Dans un courrier adressé mi-mars au ministre de l’Économie Bruno Le Maire, Grégory Doucet pressait ainsi l’État de "peser de tout son poids pour faire évoluer le cadre européen de la commande publique", afin de privilégier les modes de production textile au sein de l’Union européenne et en France. Dans un entretien accordé à Lyon Capitale, Audrey Henocque confie son souhait de voir apparaître des critères de proximité dans les marchés publics textiles, tout en appelant les fabricants locaux, qu’elle doit rencontrer prochainement, à répondre à ses appels d’offres. 

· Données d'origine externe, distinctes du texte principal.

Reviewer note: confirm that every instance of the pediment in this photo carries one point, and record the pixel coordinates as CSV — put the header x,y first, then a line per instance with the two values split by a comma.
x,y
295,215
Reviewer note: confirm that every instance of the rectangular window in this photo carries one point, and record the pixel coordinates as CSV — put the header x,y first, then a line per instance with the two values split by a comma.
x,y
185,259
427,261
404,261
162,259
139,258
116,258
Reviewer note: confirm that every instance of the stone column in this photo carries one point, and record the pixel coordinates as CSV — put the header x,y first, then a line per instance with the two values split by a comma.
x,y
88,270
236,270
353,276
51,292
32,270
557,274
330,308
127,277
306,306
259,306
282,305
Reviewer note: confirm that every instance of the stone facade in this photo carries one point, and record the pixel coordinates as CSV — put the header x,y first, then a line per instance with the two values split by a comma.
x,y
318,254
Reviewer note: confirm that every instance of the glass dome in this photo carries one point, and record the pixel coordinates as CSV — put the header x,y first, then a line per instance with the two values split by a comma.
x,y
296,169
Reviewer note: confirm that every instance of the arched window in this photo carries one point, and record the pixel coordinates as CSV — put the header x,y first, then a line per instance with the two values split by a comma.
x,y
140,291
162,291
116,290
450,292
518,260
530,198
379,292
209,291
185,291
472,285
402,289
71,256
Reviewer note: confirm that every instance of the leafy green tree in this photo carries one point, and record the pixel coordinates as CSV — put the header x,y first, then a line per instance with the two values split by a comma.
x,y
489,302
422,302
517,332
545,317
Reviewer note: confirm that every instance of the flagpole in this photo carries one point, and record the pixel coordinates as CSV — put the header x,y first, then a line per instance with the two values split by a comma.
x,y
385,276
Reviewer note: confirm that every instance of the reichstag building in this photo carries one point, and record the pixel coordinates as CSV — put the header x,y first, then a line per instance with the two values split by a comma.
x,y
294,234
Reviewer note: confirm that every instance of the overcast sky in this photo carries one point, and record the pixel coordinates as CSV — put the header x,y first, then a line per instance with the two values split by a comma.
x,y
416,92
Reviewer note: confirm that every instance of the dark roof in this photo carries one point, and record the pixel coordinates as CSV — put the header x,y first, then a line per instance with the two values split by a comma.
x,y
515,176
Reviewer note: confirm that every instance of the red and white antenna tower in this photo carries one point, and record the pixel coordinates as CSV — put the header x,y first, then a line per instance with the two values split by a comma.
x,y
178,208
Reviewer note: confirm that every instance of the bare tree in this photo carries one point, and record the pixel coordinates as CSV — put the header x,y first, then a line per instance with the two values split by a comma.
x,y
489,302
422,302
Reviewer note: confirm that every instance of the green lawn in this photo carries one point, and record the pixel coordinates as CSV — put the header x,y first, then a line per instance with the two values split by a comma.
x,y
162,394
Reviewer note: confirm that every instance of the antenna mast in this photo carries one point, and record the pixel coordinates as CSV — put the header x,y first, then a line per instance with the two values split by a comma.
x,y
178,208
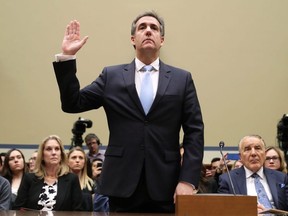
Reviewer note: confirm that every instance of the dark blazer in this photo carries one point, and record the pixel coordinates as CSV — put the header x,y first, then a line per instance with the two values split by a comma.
x,y
138,141
276,180
68,197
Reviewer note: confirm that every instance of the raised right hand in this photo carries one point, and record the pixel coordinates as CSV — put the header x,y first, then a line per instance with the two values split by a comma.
x,y
72,41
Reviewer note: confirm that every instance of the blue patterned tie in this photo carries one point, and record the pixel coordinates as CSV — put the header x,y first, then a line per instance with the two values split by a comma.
x,y
261,194
146,92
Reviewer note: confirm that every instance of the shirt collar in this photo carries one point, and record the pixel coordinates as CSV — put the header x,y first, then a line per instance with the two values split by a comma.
x,y
249,173
139,65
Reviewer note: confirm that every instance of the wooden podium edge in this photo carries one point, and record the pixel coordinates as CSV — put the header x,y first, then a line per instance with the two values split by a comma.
x,y
216,204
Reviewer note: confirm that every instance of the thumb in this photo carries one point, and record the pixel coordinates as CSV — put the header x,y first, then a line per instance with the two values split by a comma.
x,y
83,41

La mairie de Lyon a semblé très frileuse au moment de la polémique des doudounes, refusant dans un premier temps de s’exprimer. Pourquoi ?

Audrey Hénocque. C’est un sujet qui est très complexe à expliquer, il y a peut-être eu une maladresse de communication de notre part. Nous étions sur un marché datant de 2019 et lorsque la commission d’appel d’offres attribue un marché à un attributaire nous sommes dans l’obligation de commander auprès de lui. Au final, seule la question du prix est ressortie dans la presse, alors que le sujet est beaucoup plus vaste. La gamme de produits nécessaires (les casquettes, les maillots, les vêtements de travail …) est telle que les seuls à répondre à nos marchés publics sont des fournisseurs. 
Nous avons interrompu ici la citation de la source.